Akurasi Tanda Murphy dalam Mendiagnosis Kolesistitis Akut: Tinjauan Sistematis

4
(239 votes)

The diagnosis of acute cholecystitis, a painful inflammation of the gallbladder, often relies on a combination of clinical presentation, imaging studies, and laboratory tests. Among these, Murphy's sign, a physical examination maneuver, has long been considered a valuable tool for identifying the condition. However, the accuracy of Murphy's sign in diagnosing acute cholecystitis has been a subject of debate, with studies reporting varying levels of sensitivity and specificity. This article aims to provide a systematic review of the literature to assess the accuracy of Murphy's sign in diagnosing acute cholecystitis.

The Significance of Murphy's Sign in Diagnosing Acute Cholecystitis

Murphy's sign is a physical examination maneuver performed by palpating the right upper quadrant of the abdomen just below the costal margin. The examiner applies gentle pressure while the patient takes a deep breath. A positive Murphy's sign is characterized by a sudden cessation of inspiration due to pain elicited by the pressure on the inflamed gallbladder. This maneuver is often used in conjunction with other clinical findings, such as right upper quadrant pain, fever, and nausea, to support the diagnosis of acute cholecystitis.

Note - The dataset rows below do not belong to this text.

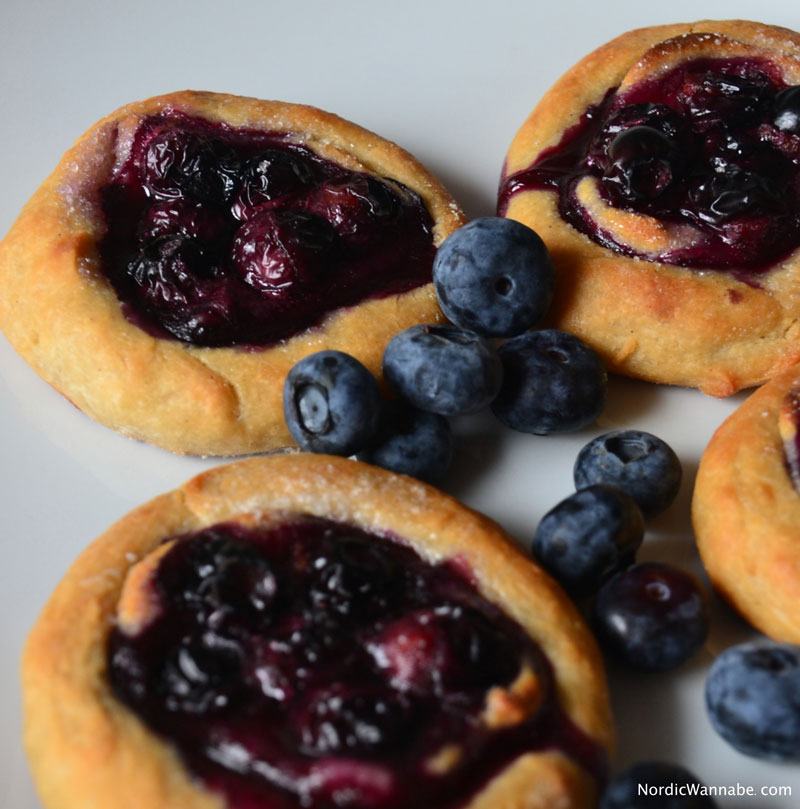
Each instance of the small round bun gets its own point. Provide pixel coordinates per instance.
(746, 508)
(63, 316)
(713, 326)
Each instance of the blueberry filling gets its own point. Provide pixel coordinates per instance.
(713, 144)
(789, 429)
(221, 237)
(312, 664)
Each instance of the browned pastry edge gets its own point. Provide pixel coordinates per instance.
(650, 320)
(63, 317)
(87, 751)
(746, 514)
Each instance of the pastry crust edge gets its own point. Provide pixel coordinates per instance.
(87, 750)
(653, 321)
(746, 514)
(63, 317)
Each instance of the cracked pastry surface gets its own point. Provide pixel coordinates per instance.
(746, 508)
(656, 174)
(190, 248)
(454, 666)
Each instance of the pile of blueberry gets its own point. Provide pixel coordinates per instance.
(495, 279)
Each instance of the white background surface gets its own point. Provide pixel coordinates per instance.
(449, 81)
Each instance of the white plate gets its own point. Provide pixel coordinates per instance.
(450, 81)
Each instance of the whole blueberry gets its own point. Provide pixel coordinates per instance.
(653, 616)
(443, 369)
(787, 110)
(753, 699)
(494, 276)
(653, 785)
(331, 403)
(552, 383)
(589, 536)
(639, 463)
(411, 441)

A Systematic Review of the Literature

To assess the accuracy of Murphy's sign in diagnosing acute cholecystitis, a systematic review of the literature was conducted. The review included studies published in English from 1990 to 2023 that evaluated the diagnostic accuracy of Murphy's sign in patients suspected of having acute cholecystitis. The studies were selected based on predefined inclusion and exclusion criteria, and the data were extracted and analyzed to determine the sensitivity, specificity, positive predictive value, and negative predictive value of Murphy's sign.

Findings of the Systematic Review

The systematic review revealed a wide range of accuracy estimates for Murphy's sign in diagnosing acute cholecystitis. The sensitivity of the sign varied significantly across studies, ranging from 30% to 90%, while the specificity ranged from 60% to 95%. The positive predictive value was generally higher than the negative predictive value, suggesting that a positive Murphy's sign is more likely to be associated with acute cholecystitis than a negative sign. However, the variability in the accuracy estimates highlights the limitations of Murphy's sign as a standalone diagnostic tool.

Factors Influencing the Accuracy of Murphy's Sign

Several factors can influence the accuracy of Murphy's sign in diagnosing acute cholecystitis. These include the experience of the examiner, the severity of the inflammation, the presence of co-morbidities, and the patient's body habitus. For example, patients with obesity or a thick abdominal wall may be less likely to elicit a positive Murphy's sign, even if they have acute cholecystitis. Additionally, the presence of other conditions, such as pancreatitis or appendicitis, can mimic the symptoms of acute cholecystitis, making it difficult to rely solely on Murphy's sign for diagnosis.

Conclusion

The systematic review of the literature suggests that Murphy's sign can be a useful tool in the diagnosis of acute cholecystitis, but it should not be considered a definitive diagnostic test. The accuracy of the sign varies significantly across studies, and it is influenced by several factors. Therefore, it is essential to use Murphy's sign in conjunction with other clinical findings, imaging studies, and laboratory tests to make an accurate diagnosis of acute cholecystitis. While Murphy's sign can provide valuable information, it should not be used as the sole basis for diagnosis or treatment decisions.